Having a nice, non-disjuncted melody in the bass is important. Same with the highest notes, you could call it soprano(or descant voice).
If you play octaves in your left hand constantly, you will leap from root to root. Its ok, but not the best thing to do. Or have your notes move all parallel. Not bad in pop music, but its the worst thing to voice lead in classical music.
That's an intriguing idea. Any ideas for what I could do with my left hand? (besides picking my nose
)
This is a jazz idea. In jazz you have alot of big chords with 4 or 5 notes. Then you obviously split the tasks to create one big nice sounding chord together. Three people independently trying to play the same chord at the same time is a stupid idea.
If the chord is a triad, ie a three note chord, then you will have no problems with playing the complete chord. But if you play 7th chords you have to think about this.
What does your left hand do? Play the 3rd, 5th and 7th. Its actually stacking a triad on a bass note. If its just triads then playing all three notes is good.
Another technique often used in jazz for playing 7th chords is exchanging the 3rd and the 7th. So bassist plays the roots, guitarist plays small 3 5 7 chords on 3 strings. And you only play 3 and 7. Yes two notes

for this example. So with your left hand you play the 3rd and with the right hand the 7th. Then the next chord you play the 7th in the left and the third in the right. Most of the times these notes will be very close together.
Famous example: Am7-Dm7-G7-Cmaj7. So left hand(starts with the 7th), G F F E. Right hand(starts with the 3rd): C C B B.
This example is for 7th chords only. So jazz music.
Lets do the same example with triad chords: If you have octaves in the left hand then you will have A D G C. That can be smoother, lots of leaps. Lets use an first inversion of Dm. A F G C. Much better.
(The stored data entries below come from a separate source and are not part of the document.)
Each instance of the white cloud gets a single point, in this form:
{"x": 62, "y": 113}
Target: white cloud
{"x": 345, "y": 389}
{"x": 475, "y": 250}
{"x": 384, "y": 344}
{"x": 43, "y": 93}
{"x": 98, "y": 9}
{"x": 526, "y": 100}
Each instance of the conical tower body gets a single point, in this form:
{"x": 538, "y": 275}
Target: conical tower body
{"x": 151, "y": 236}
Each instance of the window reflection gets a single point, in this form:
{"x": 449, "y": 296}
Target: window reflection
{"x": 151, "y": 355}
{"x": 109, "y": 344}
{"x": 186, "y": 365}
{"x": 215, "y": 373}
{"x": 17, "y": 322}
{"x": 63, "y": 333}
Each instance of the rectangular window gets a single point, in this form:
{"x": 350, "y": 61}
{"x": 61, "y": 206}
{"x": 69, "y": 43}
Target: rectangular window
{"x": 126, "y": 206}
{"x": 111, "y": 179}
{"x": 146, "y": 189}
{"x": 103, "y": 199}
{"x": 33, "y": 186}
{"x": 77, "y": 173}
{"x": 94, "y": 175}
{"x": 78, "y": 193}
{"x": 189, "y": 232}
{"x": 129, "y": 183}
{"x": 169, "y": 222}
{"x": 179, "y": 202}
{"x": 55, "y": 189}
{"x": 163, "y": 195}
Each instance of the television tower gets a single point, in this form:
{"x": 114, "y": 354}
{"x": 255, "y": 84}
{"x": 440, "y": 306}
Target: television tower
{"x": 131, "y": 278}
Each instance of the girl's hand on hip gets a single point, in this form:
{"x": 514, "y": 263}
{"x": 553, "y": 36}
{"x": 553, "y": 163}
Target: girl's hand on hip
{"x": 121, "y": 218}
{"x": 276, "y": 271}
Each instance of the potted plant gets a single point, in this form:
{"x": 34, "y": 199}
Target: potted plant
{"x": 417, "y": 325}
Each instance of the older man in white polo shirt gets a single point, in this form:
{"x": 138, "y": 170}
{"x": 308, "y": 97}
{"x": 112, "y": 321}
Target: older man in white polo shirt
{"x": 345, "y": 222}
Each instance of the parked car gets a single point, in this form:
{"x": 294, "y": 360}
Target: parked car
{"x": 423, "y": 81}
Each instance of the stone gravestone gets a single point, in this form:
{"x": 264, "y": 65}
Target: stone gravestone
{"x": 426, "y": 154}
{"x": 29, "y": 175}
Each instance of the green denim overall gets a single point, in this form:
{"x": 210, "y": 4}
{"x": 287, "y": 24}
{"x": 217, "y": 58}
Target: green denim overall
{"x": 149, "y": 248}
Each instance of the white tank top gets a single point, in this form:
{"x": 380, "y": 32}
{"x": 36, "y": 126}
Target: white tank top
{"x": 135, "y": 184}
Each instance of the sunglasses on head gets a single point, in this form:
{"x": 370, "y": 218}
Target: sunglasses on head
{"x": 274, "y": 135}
The F-D interval, in the left hand of teh Dm chord isn't going to be that nice. You may want to forget about the note played by the left hand tumb altogether. And play a very simple 1-3-5 with the right hand on top of those notes. You can have alot of space between the lowest note and the next to lowest note.
But how many notes you want to play really depends on how many other people are in the band playing those chords with you. I am not a christian and rock/gospel bands in churches is an US thing anyway but I can imagine the band can be pretty big. If so you might want to be kind of conservative with the number of notes. Less might be more.
I like that idea. I have lots of CD's (like the WOW Hits series), but the keyboard is not emphasized in them. Should I just try to listen closer, or is there a better plan? I am not against spending money if there is a resource that would be truly helpful.
WOW Hits series? It kind of depends. In rock, keyboards aren't used for chords that much, mainly melodies and melody harmonisations. Then there is jazz music, which has alot more complex things than you are interested in and piano solo's(not bad, obviously, but when they solo they can't play chords, well not with two hands). But jazz has alot of piano chord accompany stuff. Then there is also (jazz/rock) fusion. Sometimes keyboards, sometimes piano, electric organ and they play together with all kinds of instruments. You will have to search for stuff yourself, I am afraid. I don't know stunning examples, but I do know stunning music
I kind of touched on a similar topic in this thread:
https://www.pianoforum.net/cgi-bin/yabb/YaBB.cgi?board=perf;action=display;num=1095228195Also remember I am no expert on this. I don't play piano in these settings. I do seem to know alot more than most people here. I figured I could kind of help you classical people in the right direction.
BTW, if you lack general music theory I covered/used. Point it out, and if I have time I can explain it from the bottem op. Or give you a link.